Posted By Charles Smith On 05/26/1998 @ 1:00 am In Commentary | Comments Disabled

Documents from the previously withheld files of Ron Brown
confirm that President Clinton co-operated in the exchange of
donations for trade trips with Ron Brown. The documents were
obtained by SOFTWAR from the US Commerce Department using the
Freedom of Information Act. The previously withheld files
included letters which combine the son of a major communist
Chinese party member, fund raising for the Chinese government,
fundraising for the DNC, Chinese human rights, and trade trips.
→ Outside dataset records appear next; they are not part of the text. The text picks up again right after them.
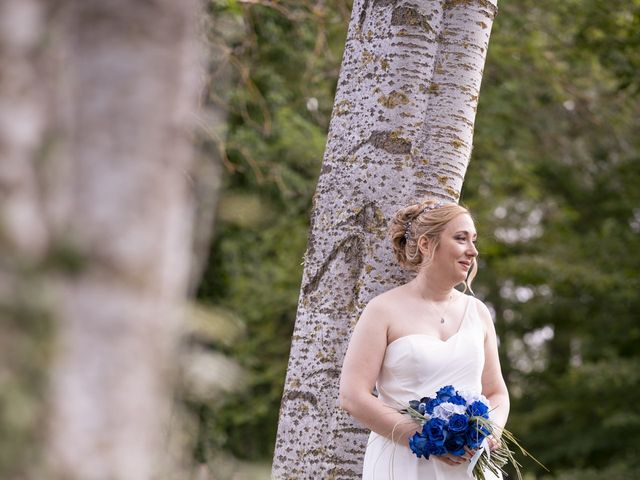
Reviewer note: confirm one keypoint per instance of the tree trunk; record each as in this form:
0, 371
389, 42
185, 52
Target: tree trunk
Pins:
401, 129
95, 201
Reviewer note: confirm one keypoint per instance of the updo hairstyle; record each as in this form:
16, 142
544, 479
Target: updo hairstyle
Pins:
427, 219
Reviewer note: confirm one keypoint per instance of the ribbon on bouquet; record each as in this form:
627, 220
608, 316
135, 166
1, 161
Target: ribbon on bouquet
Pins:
476, 456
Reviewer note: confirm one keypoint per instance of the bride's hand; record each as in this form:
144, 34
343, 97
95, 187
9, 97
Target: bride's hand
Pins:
494, 443
454, 460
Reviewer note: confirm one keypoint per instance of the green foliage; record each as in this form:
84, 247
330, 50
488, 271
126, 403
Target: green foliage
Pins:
552, 183
279, 111
26, 341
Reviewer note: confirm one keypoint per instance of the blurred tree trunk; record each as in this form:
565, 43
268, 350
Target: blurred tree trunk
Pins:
97, 98
402, 128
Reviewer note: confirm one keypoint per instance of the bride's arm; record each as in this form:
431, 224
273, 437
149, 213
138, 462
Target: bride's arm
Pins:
493, 384
360, 370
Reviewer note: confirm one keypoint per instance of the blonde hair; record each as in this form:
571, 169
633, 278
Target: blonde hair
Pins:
426, 219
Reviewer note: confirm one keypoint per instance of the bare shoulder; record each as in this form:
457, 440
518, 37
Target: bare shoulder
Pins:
484, 314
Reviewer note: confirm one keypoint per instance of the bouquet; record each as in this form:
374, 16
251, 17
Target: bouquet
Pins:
455, 419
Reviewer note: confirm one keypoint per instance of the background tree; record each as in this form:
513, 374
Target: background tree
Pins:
402, 128
96, 102
555, 161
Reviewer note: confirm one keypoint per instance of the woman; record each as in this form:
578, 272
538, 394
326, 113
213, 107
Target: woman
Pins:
416, 338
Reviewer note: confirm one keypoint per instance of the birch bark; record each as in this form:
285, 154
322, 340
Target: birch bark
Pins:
401, 129
95, 154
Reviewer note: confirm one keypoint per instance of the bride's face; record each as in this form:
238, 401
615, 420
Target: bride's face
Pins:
456, 251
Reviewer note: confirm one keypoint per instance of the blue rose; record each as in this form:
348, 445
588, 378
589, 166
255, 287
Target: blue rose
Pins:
458, 423
455, 444
431, 404
434, 430
436, 448
418, 445
445, 393
457, 400
478, 409
476, 434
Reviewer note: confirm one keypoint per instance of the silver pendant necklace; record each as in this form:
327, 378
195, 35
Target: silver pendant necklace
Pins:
442, 312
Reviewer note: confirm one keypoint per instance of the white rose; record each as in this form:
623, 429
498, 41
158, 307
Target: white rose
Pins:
446, 409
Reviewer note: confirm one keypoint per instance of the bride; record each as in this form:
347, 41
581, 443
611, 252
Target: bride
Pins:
416, 338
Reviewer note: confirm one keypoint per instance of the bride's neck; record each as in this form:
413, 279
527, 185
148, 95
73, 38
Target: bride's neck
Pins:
432, 289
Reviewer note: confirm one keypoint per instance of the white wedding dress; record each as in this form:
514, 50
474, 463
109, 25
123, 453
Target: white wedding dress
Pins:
416, 366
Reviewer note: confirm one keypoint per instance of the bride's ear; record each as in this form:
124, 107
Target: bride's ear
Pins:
424, 246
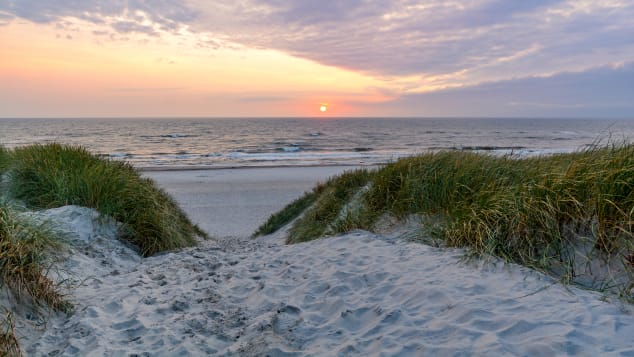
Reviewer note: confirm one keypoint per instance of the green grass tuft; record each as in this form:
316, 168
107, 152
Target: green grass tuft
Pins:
529, 211
25, 252
9, 345
332, 197
54, 175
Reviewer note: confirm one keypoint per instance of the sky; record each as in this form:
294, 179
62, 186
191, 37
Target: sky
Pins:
270, 58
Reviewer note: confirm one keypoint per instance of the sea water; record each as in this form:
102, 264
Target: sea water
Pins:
238, 142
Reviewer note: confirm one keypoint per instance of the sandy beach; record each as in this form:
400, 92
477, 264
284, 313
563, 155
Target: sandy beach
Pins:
358, 294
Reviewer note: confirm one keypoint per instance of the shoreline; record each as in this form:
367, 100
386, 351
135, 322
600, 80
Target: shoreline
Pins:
170, 168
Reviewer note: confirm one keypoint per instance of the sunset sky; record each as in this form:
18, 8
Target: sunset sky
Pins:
93, 58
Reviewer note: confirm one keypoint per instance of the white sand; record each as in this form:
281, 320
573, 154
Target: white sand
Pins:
356, 294
234, 202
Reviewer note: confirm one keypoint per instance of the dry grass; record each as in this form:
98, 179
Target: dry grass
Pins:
529, 211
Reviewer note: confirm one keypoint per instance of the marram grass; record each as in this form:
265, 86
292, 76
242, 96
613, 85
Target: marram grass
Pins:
25, 253
54, 175
9, 345
528, 211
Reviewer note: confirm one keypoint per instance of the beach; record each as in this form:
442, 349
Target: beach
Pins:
356, 294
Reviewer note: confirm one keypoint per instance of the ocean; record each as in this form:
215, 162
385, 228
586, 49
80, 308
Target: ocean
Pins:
240, 142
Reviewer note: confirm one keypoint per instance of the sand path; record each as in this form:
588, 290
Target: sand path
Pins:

The letters were written by Sanford Robertson, a California
based financier. The letters were sent directly to Ron Brown
and President Clinton. Robertson’s letters show that both
Clinton and Brown were informed of Robertson’s donations for the
DNC and of Robertson’s request for a position on a Commerce
trade mission to China in August 1994. Directly after the
request Robertson was personally appointed by President Clinton
under a “Presidential Business Development Mission” to accompany
Brown to China.

Robertson personally wrote President Clinton a letter in
November of 1994 thanking the President for “autographing the
pictures taken in the cabinet room before Ron Brown’s delegation
to China.” Robertson noted that during the August 1994 China
trip, Ron Brown “deftly navigated the human rights issues by
obtaining an agreement on further talks” in a meeting with Li
Peng, the Chinese vice minister. Li Peng is a PRC major backer
of joint economic projects, and has since avoided the human
rights issue with the US. Secretary Brown then, according to
Robertson, “moved directly into the economic issues at hand,
i.e. helping Chrysler, Sprint and others with their joint
ventures.”

Robertson also included a “P.S.” to President Clinton at the end
of his November letter. Other than trade, and future meetings
to talk human rights, Robertson also clearly notes his money for
Sen. Dianne Feinstein, D-CA. “P.S.” Robertson wrote to
President Clinton. “Bob Rubin came to our home on Thursday for
a Dianne Feinstein dinner, which raised over $100,000 for her
campaign. Bob, of course, turned out the financial community
and Silicon Valley.”

The curious reference Robertson makes here is to Robert Rubin,
then assistant to the president for economic policy and manager
of the White House National Economic Council (NEC). Rubin,
according to Robertson, managed to turn out “the financial
community and Silicon Valley” for a DNC fund-raiser at
Robertson’s home. This fact alone points to the close working
relationship between the White House, the DNC and Sanford
Robertson.

Sanford “Sandy” Robertson has a long history of donations to the
Democrats. Other documents in the hidden files kept by Brown
include a 1995 article written by the New York Post. For some
reason Brown kept the article hidden with the donation letters.
In 1995 Robertson admitted to the Post that the only reason he
was selected for the China trade mission was because he
“organized a group of CEOs” to support Clinton early in the 1992
election. In fact, since 1993, Robertson and his investment
company, Robertson Stephens & Co., have donated about one
million dollars to the DNC. One benefit of this financial
relationship, according to Robertson’s New York Post interview,
was a spot on the August 1994 trade trip to China led by Ron
Brown.

It is already known that one other major DNC donor was on the
same August flight to China, Bernard Schwartz, the CEO of Loral
aerospace. Loral and Schwartz are currently under investigation
for illegal campaign donations to Clinton connected to a Loral
missile technology transfer to China. Schwartz was the leading
1996 giver to Clinton and, like Robertson, has donated over a
million dollars to the DNC.

Yet, Robertson also wrote two earlier letters to Ron Brown. One
in April, 1994 — before the trip, and one in September 1994 –
after the China trade mission. These letters detail his direct
involvement with the communist government.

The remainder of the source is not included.